Anybody who was trading Taseko Mines (TGB) today, experienced a brief heart attack when the Canadian company lost nearly half its value around 2:33 pm Eastern time. In the blink of an eye, the stock price plunged from $7.20 to the mid $4 in what appeared to be another mini flash crash. Subsequently, it recovered, but only modestly, ending the day down about 10% from its open. What is odd is that not only did a circuitbreaker not get activated following the 40%+ drop, but that the exchanges have not cancelled any of the trades, meaning that whoever started the selling avalanche is going to be stuck with their $4.58 sales. And as the charts below show, quite a few shares traded at the new baseline. What is oddest, is that there was absolutely no news in the market to cause this move, and to the best of our knowledge there was no rumors circulating either. Mootley Fool reports: "President and CEO
Russell Hallbauer issued a statement saying that management "is unaware
of any information that would cause the price of the Company's stock to
change materially, as occurred on October 14, 2010." The stock had been trading up as much as 11% before the
drop, and had hit a 52-week high. The upward movement was largely
because of an upgrade from Jennings Capital analyst Peter Campbell.
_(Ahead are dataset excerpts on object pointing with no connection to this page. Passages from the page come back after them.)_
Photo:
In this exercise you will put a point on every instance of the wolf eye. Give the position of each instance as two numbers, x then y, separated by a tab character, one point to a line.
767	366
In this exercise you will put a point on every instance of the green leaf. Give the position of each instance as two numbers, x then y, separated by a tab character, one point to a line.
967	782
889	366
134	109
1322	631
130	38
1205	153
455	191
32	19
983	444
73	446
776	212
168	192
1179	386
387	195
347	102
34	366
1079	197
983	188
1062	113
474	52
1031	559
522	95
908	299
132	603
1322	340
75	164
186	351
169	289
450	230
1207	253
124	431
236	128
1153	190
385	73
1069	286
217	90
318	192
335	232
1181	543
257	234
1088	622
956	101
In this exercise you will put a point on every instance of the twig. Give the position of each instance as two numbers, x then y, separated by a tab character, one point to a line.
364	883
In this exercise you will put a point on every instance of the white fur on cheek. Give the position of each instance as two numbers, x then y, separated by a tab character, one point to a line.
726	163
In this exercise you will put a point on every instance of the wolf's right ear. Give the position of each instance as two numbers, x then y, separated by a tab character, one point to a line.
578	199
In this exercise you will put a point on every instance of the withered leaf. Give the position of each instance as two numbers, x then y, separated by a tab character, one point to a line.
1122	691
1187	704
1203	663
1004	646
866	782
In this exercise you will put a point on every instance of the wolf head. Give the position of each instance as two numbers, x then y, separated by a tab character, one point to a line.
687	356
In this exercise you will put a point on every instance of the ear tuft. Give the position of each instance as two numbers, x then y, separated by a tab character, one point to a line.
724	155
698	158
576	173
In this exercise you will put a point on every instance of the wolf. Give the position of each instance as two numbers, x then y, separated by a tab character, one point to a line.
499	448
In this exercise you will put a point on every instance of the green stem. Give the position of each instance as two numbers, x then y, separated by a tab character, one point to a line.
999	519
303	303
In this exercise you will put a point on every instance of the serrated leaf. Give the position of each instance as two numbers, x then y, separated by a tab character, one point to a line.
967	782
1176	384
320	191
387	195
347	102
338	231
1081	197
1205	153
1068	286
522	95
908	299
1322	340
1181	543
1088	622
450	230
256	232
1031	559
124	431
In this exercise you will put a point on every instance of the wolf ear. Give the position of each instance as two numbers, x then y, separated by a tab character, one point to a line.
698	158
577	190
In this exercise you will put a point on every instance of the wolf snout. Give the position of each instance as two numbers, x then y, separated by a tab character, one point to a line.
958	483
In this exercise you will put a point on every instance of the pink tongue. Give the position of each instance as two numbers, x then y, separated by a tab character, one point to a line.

According to The Globe and Mail, Jennings issued a research note that was bullish on copper prices and upped its price target on Taseko by 28% to $10." Could this be the first time when an inexplicable flash crash driven by some jittery algo will not result in the exchanges handing back the HFT's forfeited money right back to them? We hope going forward every since robotic instability is punsihed appropriately. To all those whose 30-40% OTM limit buys got triggered, congratulations. Once again, we suggest readers establish limit buy positions 40% away from NBBO in stocks and sectors of preference, as the next flash crash is usually just a millisecond away. If lucky, just like in TGB, your trades will stay good.